Я, конечно, знал, что можно сделать, и уже тогда понимал, что это будет сделано, и поспешил за бумагами, которые хранились на моем столе в ожидании той благоприятной поры, в наступление которой у меня хватало веры, хотя я и не ждал, что она наступит так скоро. Я уже предвкушал радость, которая озарит доброе ирландское лицо Бреннана, когда я вручу ему помилование для его друга, и мысленно разыгрывал сцену в том шахтерском домике в Брэдвуде, когда помилованный парень бросается матери на шею. Однако я намеревался пока ничего не говорить Бреннану, а подождать, пока подписанное и скрепленное печатью помилование не окажется у него в руках, но, пересекая холл по направлению к кабинету губернатора, я столкнулся с Бреннаном и, разумеется, уже не смог утаить благую весть. И я рассказал ему об этом, вглядываясь в его голубые глаза в ожидании первой ряби улыбки, которая, как я думал, расплывется по его лицу; но улыбки не последовало. Он посмотрел на меня совершенно серьезно, покачал головой и произнес:

«Теперь уже поздно».

И он вытащил из кармана телеграмму и, даже не читая ее, произнес:

«Он умер сегодня ночью».

Я забрал бумаги обратно и велел подшить их к числу дел, по которым было принято окончательное решение, хотя эта формальность не могла разрешить дело для меня. Губернатор ждал документов, и наконец, когда утро уже почти подошло к концу, я отправился в его кабинет, чтобы добавить еще одну ношу к тому тяжелому грузу, который, как мне казалось, выпадет мне на долю в тот день — увидеть его облегченным в акте милости и сострадания. Я рассказал ему об этом, когда он сидел за столом один, и тень печали на мгновение углубила его бледное лицо; но он ничего не ответил, и я был рад уйти.

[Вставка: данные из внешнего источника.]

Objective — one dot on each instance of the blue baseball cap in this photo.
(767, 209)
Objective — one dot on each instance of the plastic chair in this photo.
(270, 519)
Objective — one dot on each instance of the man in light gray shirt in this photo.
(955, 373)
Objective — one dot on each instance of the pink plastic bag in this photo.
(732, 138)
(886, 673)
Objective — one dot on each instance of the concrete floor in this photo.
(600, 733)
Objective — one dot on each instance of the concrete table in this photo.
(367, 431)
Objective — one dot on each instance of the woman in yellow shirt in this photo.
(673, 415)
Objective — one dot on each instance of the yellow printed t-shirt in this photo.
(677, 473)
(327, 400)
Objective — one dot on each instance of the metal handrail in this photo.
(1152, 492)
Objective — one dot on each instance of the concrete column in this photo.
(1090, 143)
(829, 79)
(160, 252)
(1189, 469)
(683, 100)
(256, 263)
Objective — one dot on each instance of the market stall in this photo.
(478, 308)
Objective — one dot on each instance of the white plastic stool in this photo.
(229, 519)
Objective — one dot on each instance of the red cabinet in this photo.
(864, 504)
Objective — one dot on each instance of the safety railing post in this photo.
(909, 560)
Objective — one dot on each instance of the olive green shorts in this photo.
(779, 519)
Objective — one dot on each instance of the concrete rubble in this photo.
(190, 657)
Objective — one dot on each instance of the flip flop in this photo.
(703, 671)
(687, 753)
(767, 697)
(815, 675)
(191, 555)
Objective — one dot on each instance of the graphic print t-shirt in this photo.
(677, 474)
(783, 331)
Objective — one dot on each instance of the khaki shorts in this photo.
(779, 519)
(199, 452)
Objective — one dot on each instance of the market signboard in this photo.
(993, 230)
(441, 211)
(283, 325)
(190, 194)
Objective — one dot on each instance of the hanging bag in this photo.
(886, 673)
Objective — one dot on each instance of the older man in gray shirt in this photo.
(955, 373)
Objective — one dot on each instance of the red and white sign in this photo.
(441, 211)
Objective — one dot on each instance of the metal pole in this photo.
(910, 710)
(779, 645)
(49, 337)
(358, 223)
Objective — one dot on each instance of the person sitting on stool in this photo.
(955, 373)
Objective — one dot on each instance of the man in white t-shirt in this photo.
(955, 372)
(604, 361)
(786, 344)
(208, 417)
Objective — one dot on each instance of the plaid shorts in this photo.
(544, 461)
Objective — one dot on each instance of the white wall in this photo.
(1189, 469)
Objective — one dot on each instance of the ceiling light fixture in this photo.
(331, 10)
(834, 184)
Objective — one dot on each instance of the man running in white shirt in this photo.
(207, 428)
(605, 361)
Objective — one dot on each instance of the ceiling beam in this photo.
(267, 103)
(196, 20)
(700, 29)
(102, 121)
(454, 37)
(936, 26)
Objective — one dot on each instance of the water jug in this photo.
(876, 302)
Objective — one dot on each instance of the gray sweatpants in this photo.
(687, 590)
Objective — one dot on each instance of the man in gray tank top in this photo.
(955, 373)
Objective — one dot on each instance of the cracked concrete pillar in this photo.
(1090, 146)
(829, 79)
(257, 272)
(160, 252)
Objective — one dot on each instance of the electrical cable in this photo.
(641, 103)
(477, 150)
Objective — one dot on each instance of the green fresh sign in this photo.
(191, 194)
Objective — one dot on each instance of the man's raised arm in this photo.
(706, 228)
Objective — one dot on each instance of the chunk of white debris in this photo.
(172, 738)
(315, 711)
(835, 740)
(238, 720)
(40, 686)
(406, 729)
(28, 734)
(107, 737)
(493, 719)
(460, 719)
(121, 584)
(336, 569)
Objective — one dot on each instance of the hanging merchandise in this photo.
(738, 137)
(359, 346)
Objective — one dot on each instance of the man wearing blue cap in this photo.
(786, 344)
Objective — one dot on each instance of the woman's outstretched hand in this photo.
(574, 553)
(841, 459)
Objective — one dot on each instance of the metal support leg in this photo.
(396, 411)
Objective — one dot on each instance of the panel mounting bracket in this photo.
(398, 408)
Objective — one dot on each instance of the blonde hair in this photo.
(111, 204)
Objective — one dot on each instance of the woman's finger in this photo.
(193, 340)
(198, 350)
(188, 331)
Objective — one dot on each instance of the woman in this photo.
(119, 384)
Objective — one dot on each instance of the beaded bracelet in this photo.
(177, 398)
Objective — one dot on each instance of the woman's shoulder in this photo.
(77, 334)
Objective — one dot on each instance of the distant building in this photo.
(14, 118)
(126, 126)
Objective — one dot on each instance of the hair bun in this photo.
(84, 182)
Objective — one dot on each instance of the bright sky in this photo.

Эта бедная маленькая трагедия произвела на меня впечатление, и вскоре мне показалось, что я вижу в ней замысел рассказа, который я тут же начал писать. Тема заключалась в том, как мучительна совесть губернатора, знавшего, что во время критической предвыборной кампании его долг — помиловать печально известного преступника; и я придумал ситуации и ходы, чтобы довести повествование до того захватывающего кульминационного момента, когда губернатор был избавлен от своих затруднений благодаря самой своевременной смерти преступника, которого, как можно было драматично сказать, помиловала высшая рука. Я очень усердно работал над рассказом, считал его весьма неплохим и в конце концов отправил в восточный журнал. И тогда я стал ждать; наконец пришло письмо, в котором говорилось, что в этой редакции рассказ сочли достаточно хорошим, чтобы подержать его до возвращения главного редактора из Европы и вынесения им окончательного решения. Я ждал недели, и вот однажды утром на моем столе оказался конверт — зловещий в своей полноте; это было из тех писем, которые не нужно открывать, чтобы прочесть, потому что и так знаешь, что в них написано; я знал, что моя рукопись вернулась. Но когда я открыл пакет, вместо привычного бланка отказа там было письмо: редактор одобрил рассказ, нашел в нем много достоинств, как он выразился, но посчитал — и совершенно справедливо, я уверен, — что его финал, где преступник умирает как раз вовремя, чтобы спасти губернатора от затруднений, был уходом от всей моральной проблемы; к тому же концовка была слишком мелодраматичной — это было его слово, — и не мог бы я ее изменить?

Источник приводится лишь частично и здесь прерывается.